BM, dünya barışını koruma ve insan haklarını savunma misyonuyla kuruldu. Ancak, Güvenlik Konseyi’ndeki veto hakkına sahip beş ülke arasındaki çıkar çatışmaları, kararların alınmasını ve uygulanmasını güçleştiriyor. Bu durum, BM’nin birçok kriz karşısında etkisiz kalmasına neden oluyor.
NATO ise başlangıçta Sovyetler Birliği’ne karşı Batı Avrupa’yı koruma amacıyla kuruldu. Ancak, Sovyetler Birliği’nin dağılmasından sonra NATO’nun misyonu belirsizleşti. Bugün NATO, terörizm, siber saldırılar ve asimetrik tehditlerle başa çıkmak zorunda, ancak bu yeni tehditlere uyum sağlama konusunda sıkıntılar yaşıyor.
Bu koşullar altında, yeni bir dünya sistemine ihtiyaç duyuluyor. Bu yeni sistem, daha kapsayıcı, adil ve etkili bir yapıya sahip olmalı. Küresel sorunlar, yalnızca birkaç ülkenin çıkarlarına göre değil, tüm insanlığın ortak çıkarlarına göre ele alınmalı. Ayrıca, teknoloji ve bilgi çağına uygun, esnek ve yenilikçi çözümler sunan bir yapı oluşturulmalı.
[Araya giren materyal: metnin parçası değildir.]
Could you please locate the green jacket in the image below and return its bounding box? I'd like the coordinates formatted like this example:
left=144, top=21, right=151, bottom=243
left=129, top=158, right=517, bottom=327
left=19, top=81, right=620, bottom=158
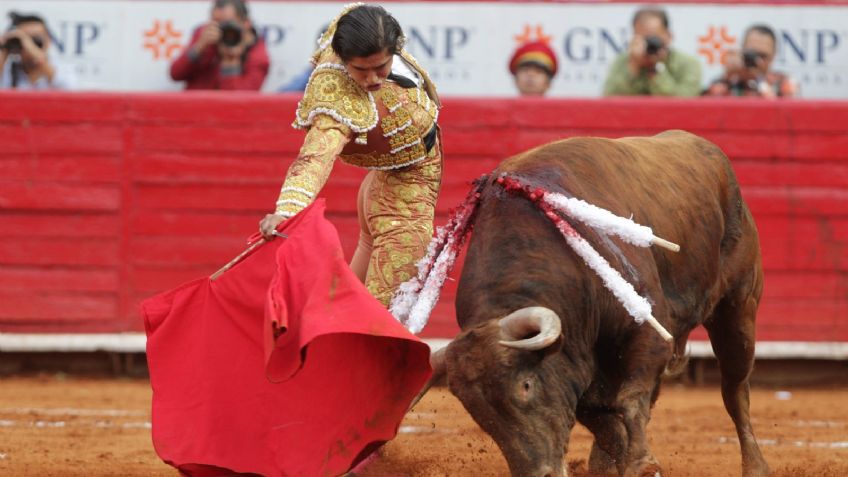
left=604, top=48, right=701, bottom=96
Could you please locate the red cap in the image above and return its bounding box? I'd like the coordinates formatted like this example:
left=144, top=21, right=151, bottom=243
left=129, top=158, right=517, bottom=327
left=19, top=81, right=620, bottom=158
left=509, top=41, right=557, bottom=76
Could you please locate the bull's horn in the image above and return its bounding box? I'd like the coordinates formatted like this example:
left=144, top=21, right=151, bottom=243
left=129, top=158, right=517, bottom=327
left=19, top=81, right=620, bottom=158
left=498, top=306, right=562, bottom=350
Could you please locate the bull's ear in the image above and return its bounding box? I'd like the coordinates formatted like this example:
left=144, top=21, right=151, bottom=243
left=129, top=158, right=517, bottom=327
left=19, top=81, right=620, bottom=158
left=542, top=335, right=565, bottom=358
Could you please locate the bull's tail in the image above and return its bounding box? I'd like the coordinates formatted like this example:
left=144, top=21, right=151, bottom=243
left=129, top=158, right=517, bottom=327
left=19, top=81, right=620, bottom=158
left=663, top=339, right=689, bottom=378
left=389, top=175, right=489, bottom=333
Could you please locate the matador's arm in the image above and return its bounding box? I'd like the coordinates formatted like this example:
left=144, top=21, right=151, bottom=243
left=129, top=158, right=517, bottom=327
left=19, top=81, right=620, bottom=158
left=274, top=114, right=351, bottom=218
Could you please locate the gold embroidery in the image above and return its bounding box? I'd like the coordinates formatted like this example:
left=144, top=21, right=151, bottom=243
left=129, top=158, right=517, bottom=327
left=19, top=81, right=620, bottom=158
left=365, top=151, right=442, bottom=306
left=292, top=63, right=377, bottom=133
left=276, top=115, right=350, bottom=216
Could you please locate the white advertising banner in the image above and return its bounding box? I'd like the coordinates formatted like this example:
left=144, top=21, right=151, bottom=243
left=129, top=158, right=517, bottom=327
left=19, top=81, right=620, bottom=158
left=0, top=0, right=848, bottom=99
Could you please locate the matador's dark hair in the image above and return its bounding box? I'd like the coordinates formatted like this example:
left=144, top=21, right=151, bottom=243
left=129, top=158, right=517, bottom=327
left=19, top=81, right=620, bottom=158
left=332, top=5, right=404, bottom=63
left=633, top=7, right=669, bottom=30
left=742, top=23, right=777, bottom=48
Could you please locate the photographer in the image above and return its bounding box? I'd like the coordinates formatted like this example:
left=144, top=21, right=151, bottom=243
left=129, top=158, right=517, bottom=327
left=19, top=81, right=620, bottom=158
left=704, top=25, right=798, bottom=99
left=171, top=0, right=270, bottom=90
left=604, top=7, right=701, bottom=96
left=0, top=12, right=72, bottom=89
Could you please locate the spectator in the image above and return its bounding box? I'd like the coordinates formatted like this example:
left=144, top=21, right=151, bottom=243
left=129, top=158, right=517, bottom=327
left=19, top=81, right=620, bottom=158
left=604, top=7, right=701, bottom=96
left=509, top=41, right=557, bottom=96
left=704, top=25, right=798, bottom=99
left=171, top=0, right=270, bottom=91
left=0, top=12, right=74, bottom=89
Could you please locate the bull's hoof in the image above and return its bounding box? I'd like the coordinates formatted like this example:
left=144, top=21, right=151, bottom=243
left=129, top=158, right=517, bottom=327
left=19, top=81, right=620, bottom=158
left=624, top=456, right=663, bottom=477
left=742, top=461, right=771, bottom=477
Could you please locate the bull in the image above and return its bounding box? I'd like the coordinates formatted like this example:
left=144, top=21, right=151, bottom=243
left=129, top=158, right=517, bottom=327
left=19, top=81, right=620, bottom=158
left=432, top=131, right=769, bottom=477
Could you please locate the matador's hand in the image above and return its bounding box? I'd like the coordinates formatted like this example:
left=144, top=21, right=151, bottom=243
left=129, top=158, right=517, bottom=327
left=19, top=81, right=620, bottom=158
left=259, top=214, right=286, bottom=240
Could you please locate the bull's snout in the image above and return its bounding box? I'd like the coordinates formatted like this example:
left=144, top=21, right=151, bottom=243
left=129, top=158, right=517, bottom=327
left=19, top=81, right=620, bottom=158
left=531, top=465, right=568, bottom=477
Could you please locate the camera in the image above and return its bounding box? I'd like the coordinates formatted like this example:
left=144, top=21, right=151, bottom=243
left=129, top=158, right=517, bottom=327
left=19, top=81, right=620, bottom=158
left=218, top=20, right=241, bottom=47
left=742, top=50, right=765, bottom=68
left=0, top=36, right=44, bottom=53
left=645, top=36, right=665, bottom=55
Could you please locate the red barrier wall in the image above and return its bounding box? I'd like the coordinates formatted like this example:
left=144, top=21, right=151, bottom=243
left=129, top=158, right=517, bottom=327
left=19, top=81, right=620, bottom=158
left=0, top=93, right=848, bottom=341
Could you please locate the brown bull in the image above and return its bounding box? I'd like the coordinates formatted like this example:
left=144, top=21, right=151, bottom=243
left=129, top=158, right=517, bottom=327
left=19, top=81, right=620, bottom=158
left=434, top=131, right=768, bottom=477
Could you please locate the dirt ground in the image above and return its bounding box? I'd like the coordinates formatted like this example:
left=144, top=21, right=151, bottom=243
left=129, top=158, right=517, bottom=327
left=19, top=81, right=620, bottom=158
left=0, top=375, right=848, bottom=477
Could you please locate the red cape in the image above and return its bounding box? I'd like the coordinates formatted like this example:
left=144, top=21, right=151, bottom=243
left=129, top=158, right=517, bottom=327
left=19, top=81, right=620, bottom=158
left=142, top=201, right=431, bottom=477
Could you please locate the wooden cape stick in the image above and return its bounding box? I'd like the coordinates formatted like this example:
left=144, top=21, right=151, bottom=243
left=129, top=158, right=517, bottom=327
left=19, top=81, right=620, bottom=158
left=209, top=238, right=268, bottom=280
left=209, top=230, right=289, bottom=280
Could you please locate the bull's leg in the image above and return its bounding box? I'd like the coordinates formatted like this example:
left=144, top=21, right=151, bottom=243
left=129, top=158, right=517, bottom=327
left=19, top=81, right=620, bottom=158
left=577, top=408, right=627, bottom=477
left=615, top=326, right=672, bottom=477
left=621, top=390, right=662, bottom=477
left=704, top=296, right=769, bottom=477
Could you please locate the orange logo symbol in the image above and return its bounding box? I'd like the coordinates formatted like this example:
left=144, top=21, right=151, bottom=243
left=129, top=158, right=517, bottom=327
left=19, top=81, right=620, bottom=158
left=144, top=20, right=183, bottom=60
left=698, top=26, right=736, bottom=65
left=513, top=25, right=553, bottom=45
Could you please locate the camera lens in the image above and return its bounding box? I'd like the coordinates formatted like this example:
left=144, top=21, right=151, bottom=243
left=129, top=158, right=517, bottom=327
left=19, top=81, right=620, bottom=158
left=3, top=38, right=23, bottom=53
left=219, top=21, right=241, bottom=47
left=645, top=36, right=665, bottom=55
left=742, top=50, right=763, bottom=68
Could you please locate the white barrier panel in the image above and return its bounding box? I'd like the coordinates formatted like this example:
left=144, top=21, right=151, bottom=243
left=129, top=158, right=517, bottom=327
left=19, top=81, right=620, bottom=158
left=0, top=0, right=848, bottom=99
left=0, top=333, right=848, bottom=360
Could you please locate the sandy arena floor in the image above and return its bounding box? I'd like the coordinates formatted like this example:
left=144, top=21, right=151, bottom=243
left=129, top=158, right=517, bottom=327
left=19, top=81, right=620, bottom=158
left=0, top=376, right=848, bottom=477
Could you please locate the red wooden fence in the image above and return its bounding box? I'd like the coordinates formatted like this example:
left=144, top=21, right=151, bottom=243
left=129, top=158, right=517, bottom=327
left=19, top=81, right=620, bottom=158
left=0, top=93, right=848, bottom=341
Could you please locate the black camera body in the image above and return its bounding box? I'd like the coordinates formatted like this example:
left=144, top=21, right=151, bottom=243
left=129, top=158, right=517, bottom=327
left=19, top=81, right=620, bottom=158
left=0, top=36, right=44, bottom=54
left=645, top=35, right=665, bottom=55
left=218, top=20, right=242, bottom=47
left=742, top=50, right=763, bottom=68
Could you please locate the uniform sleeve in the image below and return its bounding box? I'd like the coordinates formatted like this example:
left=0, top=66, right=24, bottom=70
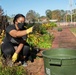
left=6, top=25, right=15, bottom=33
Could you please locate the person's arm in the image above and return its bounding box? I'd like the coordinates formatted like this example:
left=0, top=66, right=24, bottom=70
left=15, top=43, right=24, bottom=54
left=9, top=27, right=33, bottom=37
left=12, top=43, right=24, bottom=62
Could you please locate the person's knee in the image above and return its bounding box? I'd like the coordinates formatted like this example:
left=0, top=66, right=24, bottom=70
left=23, top=46, right=30, bottom=56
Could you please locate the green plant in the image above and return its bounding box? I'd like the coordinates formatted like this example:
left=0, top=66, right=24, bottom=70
left=0, top=66, right=26, bottom=75
left=58, top=28, right=62, bottom=31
Yeni dünya sistemi, yerel ve bölgesel dinamikleri de göz önünde bulundurarak, daha katılımcı ve şeffaf olmalı. Bu, yalnızca devletler arası işbirliğini değil, aynı zamanda sivil toplum kuruluşlarının, akademik dünyanın ve bireylerin de aktif rol almasını sağlayacak bir yapı gerektiriyor. İnsanlığın ortak geleceği için bu tür bir değişim kaçınılmaz görünüyor.